MacBook Pro 15 pollici
In ogni caso il MacBook Pro da 15 pollici, non-Retina, pare un altro pianeta tanto più che ha ottenuto come indice di riparabilità (facilità di accesso insomma) un bel 7 su 10. Il primo dettaglio, sebbene marginale, è che usa viti normali e non le introvabili con testa pentalobo. Pacchetto batteria e hard-disk possono essere facilmente smontati. È vero che il drive è spesso 9,45 mm contro i 3,16 mm del Retina, ma per molti forse questo non sarà caratterizzante. Per altro volendo si potrebbe sostituire il lettore interno con un'unità SSD.

Via l'harddisk
Per quanto riguarda l'aggiornamento RAM nessun problema di sorta: l'accesso è semplice, come nei prodotti concorrenti. Anche l'eventuale sostituzione della ventola è una bazzecola. Solito mal di pancia invece per lo schermo.
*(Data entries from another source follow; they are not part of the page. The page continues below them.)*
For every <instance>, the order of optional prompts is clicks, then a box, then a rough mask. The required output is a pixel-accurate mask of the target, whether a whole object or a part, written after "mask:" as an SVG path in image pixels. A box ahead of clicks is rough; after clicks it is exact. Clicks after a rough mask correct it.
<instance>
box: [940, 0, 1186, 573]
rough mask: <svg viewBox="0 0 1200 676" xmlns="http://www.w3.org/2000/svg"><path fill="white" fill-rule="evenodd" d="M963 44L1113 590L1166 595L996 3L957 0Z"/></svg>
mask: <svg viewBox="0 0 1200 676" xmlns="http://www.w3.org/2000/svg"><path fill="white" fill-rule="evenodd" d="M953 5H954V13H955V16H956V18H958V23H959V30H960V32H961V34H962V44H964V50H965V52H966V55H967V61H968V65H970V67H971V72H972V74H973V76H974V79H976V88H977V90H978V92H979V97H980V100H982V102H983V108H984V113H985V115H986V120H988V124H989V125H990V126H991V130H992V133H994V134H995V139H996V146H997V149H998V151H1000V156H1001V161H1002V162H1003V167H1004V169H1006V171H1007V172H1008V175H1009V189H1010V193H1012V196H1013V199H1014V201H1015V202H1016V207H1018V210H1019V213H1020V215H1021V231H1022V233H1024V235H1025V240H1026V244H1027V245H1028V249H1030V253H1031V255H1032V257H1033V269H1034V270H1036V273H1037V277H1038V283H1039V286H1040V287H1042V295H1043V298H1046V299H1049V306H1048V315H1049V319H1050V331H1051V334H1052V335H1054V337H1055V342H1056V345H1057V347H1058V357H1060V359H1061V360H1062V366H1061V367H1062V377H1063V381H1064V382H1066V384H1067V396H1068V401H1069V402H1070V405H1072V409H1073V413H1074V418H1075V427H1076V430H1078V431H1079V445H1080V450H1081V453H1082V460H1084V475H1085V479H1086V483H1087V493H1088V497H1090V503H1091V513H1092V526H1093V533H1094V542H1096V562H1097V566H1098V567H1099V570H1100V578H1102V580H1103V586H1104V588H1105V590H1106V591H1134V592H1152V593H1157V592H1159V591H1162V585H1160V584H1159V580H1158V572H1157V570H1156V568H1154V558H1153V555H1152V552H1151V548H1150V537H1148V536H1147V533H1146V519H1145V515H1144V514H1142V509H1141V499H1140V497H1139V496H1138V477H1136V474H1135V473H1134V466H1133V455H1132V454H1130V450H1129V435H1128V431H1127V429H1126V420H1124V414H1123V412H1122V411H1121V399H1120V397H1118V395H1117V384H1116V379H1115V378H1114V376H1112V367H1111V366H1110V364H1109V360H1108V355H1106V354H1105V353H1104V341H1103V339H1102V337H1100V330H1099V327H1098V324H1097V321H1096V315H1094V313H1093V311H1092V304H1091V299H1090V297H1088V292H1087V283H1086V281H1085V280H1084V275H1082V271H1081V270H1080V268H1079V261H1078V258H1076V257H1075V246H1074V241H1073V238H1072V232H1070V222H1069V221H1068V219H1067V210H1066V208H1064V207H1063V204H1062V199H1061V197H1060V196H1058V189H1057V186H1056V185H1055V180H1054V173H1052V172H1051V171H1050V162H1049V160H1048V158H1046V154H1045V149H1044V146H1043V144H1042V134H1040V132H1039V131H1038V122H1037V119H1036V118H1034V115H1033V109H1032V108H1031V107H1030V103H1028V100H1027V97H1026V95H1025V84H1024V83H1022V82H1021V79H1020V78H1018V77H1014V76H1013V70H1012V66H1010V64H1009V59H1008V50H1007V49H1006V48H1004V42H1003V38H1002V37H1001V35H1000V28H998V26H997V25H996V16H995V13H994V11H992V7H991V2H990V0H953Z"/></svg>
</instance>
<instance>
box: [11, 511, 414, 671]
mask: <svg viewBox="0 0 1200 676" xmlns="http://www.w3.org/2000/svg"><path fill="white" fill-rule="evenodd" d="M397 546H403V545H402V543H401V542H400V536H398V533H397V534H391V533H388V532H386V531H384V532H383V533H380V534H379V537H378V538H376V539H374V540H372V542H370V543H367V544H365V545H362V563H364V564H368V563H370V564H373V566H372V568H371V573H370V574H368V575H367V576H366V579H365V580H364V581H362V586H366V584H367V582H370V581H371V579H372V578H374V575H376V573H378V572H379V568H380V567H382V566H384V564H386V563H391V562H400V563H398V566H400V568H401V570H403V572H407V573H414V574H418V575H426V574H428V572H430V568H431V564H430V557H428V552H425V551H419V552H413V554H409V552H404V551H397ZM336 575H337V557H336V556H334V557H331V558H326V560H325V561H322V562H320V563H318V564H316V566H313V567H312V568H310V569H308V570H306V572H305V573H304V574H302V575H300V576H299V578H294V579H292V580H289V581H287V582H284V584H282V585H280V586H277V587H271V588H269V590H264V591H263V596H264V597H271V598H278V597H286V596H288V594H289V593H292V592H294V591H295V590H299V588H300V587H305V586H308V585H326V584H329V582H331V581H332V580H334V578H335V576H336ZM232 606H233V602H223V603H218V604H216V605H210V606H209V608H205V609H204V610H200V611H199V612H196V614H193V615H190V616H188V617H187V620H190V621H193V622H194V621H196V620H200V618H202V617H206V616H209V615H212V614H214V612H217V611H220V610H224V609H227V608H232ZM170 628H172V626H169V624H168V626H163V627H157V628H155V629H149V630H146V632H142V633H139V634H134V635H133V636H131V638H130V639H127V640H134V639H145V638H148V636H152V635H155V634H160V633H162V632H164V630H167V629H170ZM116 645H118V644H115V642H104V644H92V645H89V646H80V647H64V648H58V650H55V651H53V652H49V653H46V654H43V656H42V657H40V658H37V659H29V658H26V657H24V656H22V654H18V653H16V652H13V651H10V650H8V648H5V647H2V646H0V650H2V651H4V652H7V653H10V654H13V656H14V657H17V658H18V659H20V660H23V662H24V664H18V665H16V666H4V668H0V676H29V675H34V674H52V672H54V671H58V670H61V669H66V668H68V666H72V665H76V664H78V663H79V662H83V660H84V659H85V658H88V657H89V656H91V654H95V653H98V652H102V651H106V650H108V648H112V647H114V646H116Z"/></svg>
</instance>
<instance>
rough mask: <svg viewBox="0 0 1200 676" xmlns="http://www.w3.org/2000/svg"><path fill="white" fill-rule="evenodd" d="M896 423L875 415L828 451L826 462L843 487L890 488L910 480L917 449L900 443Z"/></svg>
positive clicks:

Un tecnico specializzato però potrebbe essere in grado di procedere senza arrecare danni.

Via la RAM
Insomma, il MacBook Pro da 15 pollici è un po' più normale e non gioca a fare l'antipatico. Metterci le mani è davvero più facile del fratello "occhio di lince".

Commenti dei lettori (53)
Vuole dire che anche se Apple ha fatto un cambio di marcia per quanto riguarda l'assemblaggio dei portatili, installare/disinstallare programmi su Mac OSX è ancora tutta un altra storia soprattutto se sei un utente non proprio esperto in campo.
Apple in questi sensi ha ancora molto da aggiustare.
ah ecco XD adesso ha un senso
Sinceramente non vedo la difficoltà...certo è piu difficile che installare Windows 7...però non è difficile!
Perché per gli utenti inesperti installare e disinstallare applicazioni su OSX più ossere disorientante rispetto alla classica procedura di Windows... Non che sia difficile, anzi, è solo che è completamente diverso.
Per questo ho detto che cambiare RAM e HDD potrebbe essere addirittura più semplice: sviti 3 viti in croce, stacchi il connettore, metti il nuovo HDD e hai fatto.
e non hai detto niente
In realtà per installare un' applicazione in OSX bisogna semplicemente spostare l'icona nella cartella "Applicazioni"... nessun .exe, nessuna procedura guidata di installazione...
Prendi l'icona e la butti in una cartella.
Per disinstallarla prendi l'icona e la sposti nel cestino. Stop.
Non che sia difficile, è solo che per i nuovi utenti è disorientante. Troppo semplice...
si vebbè adesso non esageriamo
cmq se dovessi prenderei uno di questi modelli. l'idea di non poter aggiornare la RAM non mi ispira. Diciamo che tollero la mancanza del CD (anche perchè MACOSX le immagini le gestisce da dio) ma la mancanza di un ethernet e le RAM saldate non ci sto.